Size of first human generation, not mitochondrially most recent

I’m trying again to figure out approximately how many humans constituted the first generation, especially reproducers, else in total. An answer would help but also knowing what terminology would ease finding scientific answers online would help a lot.

Two being the limit is statistically almost impossible: If a predecessor species produced only one human offspring, unless that offspring reproduced with a nonhuman (possibly possible) and begot a human (even less likely) then that human lineage would have ended.

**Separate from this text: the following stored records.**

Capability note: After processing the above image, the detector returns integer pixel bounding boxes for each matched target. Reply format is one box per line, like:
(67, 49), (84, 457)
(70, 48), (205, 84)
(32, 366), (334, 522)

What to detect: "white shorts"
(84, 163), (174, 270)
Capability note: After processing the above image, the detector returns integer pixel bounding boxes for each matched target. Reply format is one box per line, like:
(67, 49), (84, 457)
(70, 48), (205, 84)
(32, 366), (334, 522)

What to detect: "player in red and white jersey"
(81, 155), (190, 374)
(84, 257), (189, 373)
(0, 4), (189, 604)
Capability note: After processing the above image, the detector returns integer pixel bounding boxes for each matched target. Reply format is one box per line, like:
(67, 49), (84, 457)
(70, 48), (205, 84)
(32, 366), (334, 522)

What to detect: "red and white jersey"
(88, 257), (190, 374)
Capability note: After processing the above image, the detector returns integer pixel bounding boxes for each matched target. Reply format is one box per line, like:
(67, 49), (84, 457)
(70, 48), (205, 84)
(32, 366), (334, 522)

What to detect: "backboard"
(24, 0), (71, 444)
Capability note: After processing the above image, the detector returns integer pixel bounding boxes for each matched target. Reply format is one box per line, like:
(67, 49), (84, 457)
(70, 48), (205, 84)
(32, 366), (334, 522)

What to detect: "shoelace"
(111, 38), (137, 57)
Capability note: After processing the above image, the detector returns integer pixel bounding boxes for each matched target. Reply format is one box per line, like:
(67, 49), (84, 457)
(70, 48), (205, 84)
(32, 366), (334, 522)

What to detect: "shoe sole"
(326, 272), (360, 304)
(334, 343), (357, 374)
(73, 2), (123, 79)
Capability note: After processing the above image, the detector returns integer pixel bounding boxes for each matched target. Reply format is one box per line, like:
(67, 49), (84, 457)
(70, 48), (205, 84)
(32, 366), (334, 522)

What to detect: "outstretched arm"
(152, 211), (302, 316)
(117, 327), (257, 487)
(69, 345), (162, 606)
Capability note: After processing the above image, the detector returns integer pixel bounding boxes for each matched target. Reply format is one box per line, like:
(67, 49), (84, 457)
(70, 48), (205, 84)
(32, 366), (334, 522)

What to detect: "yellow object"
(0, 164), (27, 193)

If a predecessor species produced two or more human babies, they would have to have been of both sexes, one baby of each sex would have had to have lived long and healthily enough to reproduce, the babies who grew up would had to have reproductive ability during overlapping time periods, they had to have been near enough each other to meet, there couldn’t have been effectively a taboo against sibling intercourse or incest (such as if their ancestral species did not have that taboo), and the new offspring would have had to have a 100% chance of survival for enough further reproduction until the odds could drop to below 100% without threatening species survival. Genetic diversity is another matter.

For terminology, mitochondrial Eve or Adam turns out to mean most recent mitochondrial Eve or Adam, producing an age somewhere like 50-200,000 years ago as of 2013 (Genetic 'Adam' and 'Eve' Uncovered | Live Science (50,000) and Genetic Adam and Eve did not live too far apart in time | Nature (200,000)) (the durations may have changed with newer research), whereas humans have existed for 6-7 million years (Sahelanthropus tchadensis | The Smithsonian Institution's Human Origins Program) and counting, or if all of that species’ descendant species long since died out then 1.4-2.4 million years ago (Homo habilis (Homo habilis | The Smithsonian Institution's Human Origins Program)).

I’ve been told that today’s genetic diversity gives a clue to the number needed for the first mitochondrial generation (Were there multiple lineages from primate to human? - #6 by Casper_Hesp), so I suppose the same principle applies to the first generation ever.

I had thought that evolution was so gradual that if we could travel in a time machine with all of our lab equipment and identify human #1 and the last prehuman who was the human’s direct ancestor and there was at least one generation in between then we with the time machine likely would not know in what species the generation/s in between belonged. But scientists who got published in Human Evolution in 2018 (Sweeping gene survey reveals new facets of evolution) say maybe not, in that the boundary is relatively distinct (although maybe not knife-sharp).

I originally posted at Were there multiple lineages from primate to human? roughly four years ago. Apparently, the science has been added to since.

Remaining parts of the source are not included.